PRESIDE A singing study!
It is well documented that music and singing are beneficial to those living with dementia. Listening to or singing songs can provide both behavioural and emotional benefits and the power of music can unlock memories and help provide links to a person’s past and promote connection with carers.
Researchers at Nottingham University are looking for people with a diagnosis of dementia and their carers to take part in a study about the benefits of online community group singing.
Aim of the study
Previous research has suggested that singing in a group can improve mood, memory and relationships for people with dementia and establish support networks which may also benefit carers. Online singing groups have been created in response to the COVID-19 pandemic and the aim of the PRESIDE (Pilot Randomised Evaluation of Singing in Dementia) Study is to understand if regular virtual group singing is as effective as bringing people together face to face.
Who can take part?
The study is open to people living in England and their carers. Participants must be willing to attend 10 weeks of singing sessions and must have a carer (someone who spends at least 2 hours per week with them) who is prepared to attend singing sessions and take part in the study. Participants also need access to the internet and a computer as the sessions will take place via Zoom. Those taking part do not need to have any singing experience.
What does it involve?
Researchers will gather data via a Zoom questionnaire about the person’s quality of life, health, mood and musical engagement before they start attending. The participant will then be invited to attend a weekly singing group on Zoom for ten weeks and the questionnaires will then be repeated. An interview may also take place.

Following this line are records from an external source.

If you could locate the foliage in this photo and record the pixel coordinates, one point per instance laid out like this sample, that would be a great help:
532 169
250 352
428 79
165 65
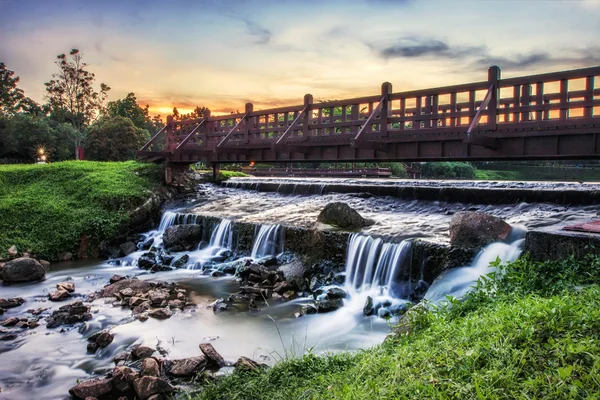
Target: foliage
447 170
46 209
71 95
518 336
114 139
23 134
128 107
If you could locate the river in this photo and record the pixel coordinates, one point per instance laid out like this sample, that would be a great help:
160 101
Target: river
45 363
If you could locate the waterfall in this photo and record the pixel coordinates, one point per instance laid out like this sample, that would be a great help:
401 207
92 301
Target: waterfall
269 241
222 235
459 281
168 218
372 265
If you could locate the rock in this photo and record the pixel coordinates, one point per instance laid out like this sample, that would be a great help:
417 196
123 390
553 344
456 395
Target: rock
160 313
69 314
135 284
384 313
212 355
476 229
59 295
65 256
341 215
158 296
149 367
116 278
11 303
246 364
328 304
22 270
289 295
127 248
104 339
187 367
97 387
180 261
12 251
150 385
68 286
336 293
186 236
141 352
122 356
11 321
267 261
123 378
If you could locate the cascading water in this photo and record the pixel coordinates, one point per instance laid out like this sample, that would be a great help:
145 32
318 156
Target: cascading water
382 268
268 241
459 281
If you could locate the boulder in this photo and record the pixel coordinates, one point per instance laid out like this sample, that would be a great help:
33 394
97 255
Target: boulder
141 352
180 261
160 313
12 251
150 385
246 364
135 284
187 367
127 248
341 215
97 387
68 286
186 236
473 229
327 304
11 303
22 270
123 378
59 295
212 355
69 314
149 367
336 293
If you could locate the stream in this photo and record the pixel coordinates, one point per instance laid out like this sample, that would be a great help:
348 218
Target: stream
45 363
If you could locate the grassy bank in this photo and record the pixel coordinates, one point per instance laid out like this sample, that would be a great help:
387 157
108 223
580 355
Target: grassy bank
533 173
532 333
45 209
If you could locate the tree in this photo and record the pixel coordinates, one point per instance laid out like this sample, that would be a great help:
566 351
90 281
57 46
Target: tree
114 139
71 95
12 98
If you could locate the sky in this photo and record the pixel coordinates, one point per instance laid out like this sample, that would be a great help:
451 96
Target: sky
223 54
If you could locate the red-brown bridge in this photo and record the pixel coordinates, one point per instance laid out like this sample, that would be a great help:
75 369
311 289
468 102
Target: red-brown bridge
547 116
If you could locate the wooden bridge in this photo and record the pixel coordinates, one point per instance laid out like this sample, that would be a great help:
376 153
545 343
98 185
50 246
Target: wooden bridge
547 116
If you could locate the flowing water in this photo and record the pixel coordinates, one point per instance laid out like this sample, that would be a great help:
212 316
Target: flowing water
45 363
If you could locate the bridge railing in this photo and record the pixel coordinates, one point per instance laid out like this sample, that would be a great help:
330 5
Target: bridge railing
491 106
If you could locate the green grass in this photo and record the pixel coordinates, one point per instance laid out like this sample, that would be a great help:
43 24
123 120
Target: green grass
532 333
45 209
532 173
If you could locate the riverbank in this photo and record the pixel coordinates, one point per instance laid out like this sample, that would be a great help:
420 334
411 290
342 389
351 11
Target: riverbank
49 210
532 333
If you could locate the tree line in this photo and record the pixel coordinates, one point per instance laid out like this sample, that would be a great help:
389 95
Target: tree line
76 120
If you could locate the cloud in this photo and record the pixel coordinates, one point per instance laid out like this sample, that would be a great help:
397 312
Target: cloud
262 34
417 46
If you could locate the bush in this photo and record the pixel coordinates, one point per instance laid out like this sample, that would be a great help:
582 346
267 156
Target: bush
114 139
447 170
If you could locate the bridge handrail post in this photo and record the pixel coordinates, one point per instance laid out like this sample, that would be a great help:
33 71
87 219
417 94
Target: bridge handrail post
494 76
386 108
308 102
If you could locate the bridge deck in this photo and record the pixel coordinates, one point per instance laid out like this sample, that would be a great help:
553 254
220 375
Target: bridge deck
547 116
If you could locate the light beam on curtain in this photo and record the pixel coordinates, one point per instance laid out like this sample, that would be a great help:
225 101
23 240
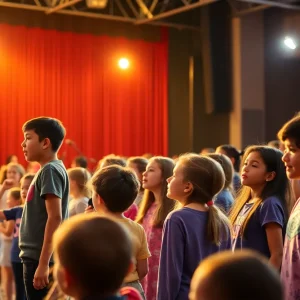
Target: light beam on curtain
75 77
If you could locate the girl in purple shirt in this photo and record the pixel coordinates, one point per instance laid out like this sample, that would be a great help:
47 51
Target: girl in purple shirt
196 230
260 212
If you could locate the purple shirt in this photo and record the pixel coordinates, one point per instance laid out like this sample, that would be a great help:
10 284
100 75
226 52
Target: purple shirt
255 237
16 215
290 271
184 245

The project is being undertaken by Justine Schneider, Professor of Mental Health and Social Care at Nottingham University and Professor Martin Orrell, Director of the Institute of Mental Health, who says:
“Many of us love to sing, we know it releases endorphins or ‘feel good’ chemicals and the social aspect of group signing contributes towards brain health. The benefits of music and singing for those with dementia are even more pronounced and since group singing has sadly had to stop during the pandemic we’re keen to see if taking part in virtual signing groups can be just as effective.
“So if you like to sing but haven’t had a chance to sing in a group recently, I encourage you to sign up. The sessions will be fun and informal and led by experienced musicians.”
This study is open until 18 June 2021 and is funded by the Alzheimer’s Society.